Seit dem Brexit-Referendum von 2016 hat sich die Zuwanderung verdoppelt. Der neuen Regierung von Keir Starmer wird es nicht leichtfallen, eine politische Antwort auf die Unruhen und die regionalen Ungleichheiten zu finden.
Die Krawalle in den englischen Städten sind jüngst etwas abgeflaut. Die Repression hat eine abschreckende Wirkung entfaltet, auch wenn die Behörden vor einem Wiederaufflammen der Unruhen am Wochenende warnen. Offen ist, was Premierminister Keir Starmer tut, sobald die Brandherde gelöscht sind.
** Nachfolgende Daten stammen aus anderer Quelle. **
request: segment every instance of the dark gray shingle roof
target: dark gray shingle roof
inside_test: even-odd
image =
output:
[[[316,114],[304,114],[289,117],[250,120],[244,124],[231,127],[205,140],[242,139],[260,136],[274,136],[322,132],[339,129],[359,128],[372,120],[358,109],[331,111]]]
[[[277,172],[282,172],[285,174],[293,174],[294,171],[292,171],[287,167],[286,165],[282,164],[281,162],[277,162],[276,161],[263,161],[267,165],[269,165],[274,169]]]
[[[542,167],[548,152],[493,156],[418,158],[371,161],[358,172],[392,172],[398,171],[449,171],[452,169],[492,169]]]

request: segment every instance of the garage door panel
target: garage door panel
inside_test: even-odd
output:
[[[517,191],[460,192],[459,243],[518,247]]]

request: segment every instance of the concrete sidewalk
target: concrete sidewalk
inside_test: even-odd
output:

Der konservative «Daily Telegraph» empfahl ihm in einem Leitartikel, sich ein Vorbild an Margaret Thatcher zu nehmen. Auch die konservative Premierministerin setzte nach Unruhen in Migrantenquartieren 1981 zuerst auf Repression. Dann aber lancierte sie Projekte zur Regeneration von Problemvierteln etwa in den Londoner Docklands.
Rekordhohe Migration
Analog dazu fordert der «Daily Telegraph» von Starmer nun einen Plan zur Kontrolle der legalen und der illegalen Migration, die das Blatt als Haupttreiber für die derzeitigen Unruhen sieht. Laut einer neuen Umfrage bezeichnet eine Mehrheit der Britinnen und Briten die Zuwanderung erstmals seit 2016 wieder als dringendstes Problem des Landes.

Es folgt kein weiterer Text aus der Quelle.